Nesse último final de ano, na virada de 2011 para 2012, eu
fui cor-de-rosa. Usei cor-de-rosa em tudo que eu julgava possível, da blusa até
a calcinha, sem deixar passar sombra e elástico de cabelo. Tudo pra mendigar um
pouco de amor que tinha sido negado a mim nos últimos 16 anos (de um
companheiro, claro, nunca me faltou amor de família e meus bons amigos sempre
compensaram o fato de serem poucos). Eu estava desesperada. Não sabia mais que
medida eu poderia tomar só para ganhar um tipo de beijo que durasse mais que
uma noite ou algumas horas apressadas no banheiro masculino do colégio. Eu
faria qualquer coisa. Eu passaria a noite escrevendo em papeizinhos o quanto eu
queria – ou talvez o quanto eu precisasse – que você me amasse. Que me amasse
de volta. Eu me vesti de cor-de-rosa não para um, mas para todos os caras para
quem eu escrevi papeizinhos – ou para quem eu dediquei caixas, cartas, textos
na internet e lágrimas escondidas. Eu só precisava que alguém me amasse de
volta. Só uma vez, só por tempo suficiente para eu poder dizer que eu tive um
relacionamento que durasse mais que uns amassos. Mas nunca aconteceu. Apesar
das minhas súplicas. Apesar dos meus desejos. Apesar dos papeizinhos. Mas
quando eu vesti cor-de-rosa naquele ano novo, pela primeira vez – apesar de eu
só ter percebido isso agora – eu fui correspondida no maior amor do mundo. Eu
comecei a amar a mim mesma. E essa "eu mesma" correspondeu ao meu amor. Foi o
melhor relacionamento que eu já tive. Essa ‘eu mesma’ ama os meus defeitos, tem
paciência comigo na maioria das vezes, apesar de às vezes estourar e querer me
estrangular, ela ainda me ama. Ela me consola, ela me abraça, ela me deixa
confiante. Ninguém nunca me amou como ‘eu mesma’ me ama agora.
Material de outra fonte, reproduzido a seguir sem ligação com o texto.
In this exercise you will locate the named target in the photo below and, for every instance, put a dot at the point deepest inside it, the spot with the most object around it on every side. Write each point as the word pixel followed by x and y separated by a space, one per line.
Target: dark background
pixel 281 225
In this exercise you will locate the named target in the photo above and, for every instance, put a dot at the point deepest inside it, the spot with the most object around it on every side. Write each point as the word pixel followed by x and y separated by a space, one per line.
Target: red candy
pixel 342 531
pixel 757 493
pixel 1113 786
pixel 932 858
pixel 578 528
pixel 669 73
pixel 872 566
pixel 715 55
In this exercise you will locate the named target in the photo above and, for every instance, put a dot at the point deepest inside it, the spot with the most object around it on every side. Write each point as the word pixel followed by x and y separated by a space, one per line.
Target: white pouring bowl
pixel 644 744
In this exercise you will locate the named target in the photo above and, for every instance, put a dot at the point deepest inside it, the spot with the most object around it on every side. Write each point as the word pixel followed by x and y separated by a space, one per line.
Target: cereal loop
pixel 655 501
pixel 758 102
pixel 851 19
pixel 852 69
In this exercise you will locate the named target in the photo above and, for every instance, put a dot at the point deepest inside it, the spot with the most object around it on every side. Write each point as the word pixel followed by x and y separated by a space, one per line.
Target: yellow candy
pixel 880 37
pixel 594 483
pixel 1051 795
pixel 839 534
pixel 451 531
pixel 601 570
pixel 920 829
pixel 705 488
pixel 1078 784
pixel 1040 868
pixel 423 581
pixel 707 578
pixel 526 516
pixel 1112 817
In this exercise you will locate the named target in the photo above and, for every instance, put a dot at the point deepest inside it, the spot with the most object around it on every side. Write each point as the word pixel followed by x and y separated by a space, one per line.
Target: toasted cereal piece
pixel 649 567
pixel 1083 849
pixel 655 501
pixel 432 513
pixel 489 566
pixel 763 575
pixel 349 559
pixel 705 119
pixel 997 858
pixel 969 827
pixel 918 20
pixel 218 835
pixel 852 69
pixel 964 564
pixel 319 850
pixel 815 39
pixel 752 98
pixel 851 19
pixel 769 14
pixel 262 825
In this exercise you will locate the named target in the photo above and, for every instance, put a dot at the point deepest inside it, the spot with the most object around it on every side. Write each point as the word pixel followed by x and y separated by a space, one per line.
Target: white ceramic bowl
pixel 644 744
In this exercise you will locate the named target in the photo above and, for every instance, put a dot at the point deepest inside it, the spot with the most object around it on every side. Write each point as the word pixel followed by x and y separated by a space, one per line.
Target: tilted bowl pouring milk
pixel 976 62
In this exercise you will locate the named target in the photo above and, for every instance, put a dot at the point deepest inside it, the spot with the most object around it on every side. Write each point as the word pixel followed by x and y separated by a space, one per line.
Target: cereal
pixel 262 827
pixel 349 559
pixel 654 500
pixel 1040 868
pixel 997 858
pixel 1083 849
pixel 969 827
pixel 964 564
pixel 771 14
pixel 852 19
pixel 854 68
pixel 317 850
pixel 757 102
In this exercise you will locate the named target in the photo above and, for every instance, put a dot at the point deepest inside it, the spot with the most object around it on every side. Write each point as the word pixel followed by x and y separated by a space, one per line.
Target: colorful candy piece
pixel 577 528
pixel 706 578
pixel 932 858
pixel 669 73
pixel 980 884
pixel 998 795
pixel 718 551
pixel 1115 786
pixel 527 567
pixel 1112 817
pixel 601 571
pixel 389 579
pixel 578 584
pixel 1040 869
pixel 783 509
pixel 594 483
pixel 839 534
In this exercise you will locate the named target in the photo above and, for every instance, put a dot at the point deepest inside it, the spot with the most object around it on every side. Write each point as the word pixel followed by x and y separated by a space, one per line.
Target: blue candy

De todas as suas qualidades, a maior de todas é que ‘eu
mesma’ não deixa com que eu me apaixone por alguém que não vale a pena por
muito tempo. O mais engraçado, que eu não tinha percebido até agora, é que
depois desse ano novo em que eu vesti só cor-de-rosa, eu nunca mais precisei de
papeizinhos ou de desejos quando vejo horas iguais no relógio do celular. Ela
me deixa sonhar, viajar, planejar, mas só por um tempo limitado. Depois ela me
acorda. E eu ouço ‘eu mesma’ como nunca ouvi alguém antes. Ela fala ‘tudo bem,
ele é bonitinho. Mas espera a outra pra ir embora e mal fala com você na hora da
saída.’, ou ‘tá certo, ele é inteligente e legal, mas te chama no facebook ou
ao menos te responde?’, às vezes: ‘um amor, bebê, mas senta com elas e não com você.’
‘Eu sei que você jura que foram fogos de artifício, mas foi
só uma faísca.’, ‘ele não estava olhando para você, estava olhando para menina
do seu lado.’, ‘aperta suas bochechas e te chama de fofa? Na boa, linda, talvez
isso seja bom sinal em outro planeta, aqui ainda não quer dizer nada.’ No
começo é mesmo difícil de ouvir, eu queria mandar ela calar a boca. Agora eu
dou de ombros e penso ‘Talvez, por enquanto, seja melhor eu só amar eu mesma.’
Ela me deixa amar todo mundo, afinal, sou uma romântica
incorrigível, mas me puxa de volta quando começo a me afogar. É isso que eu
mais gosto nela, ela impõe limites que o meu romantismo deixou de lado.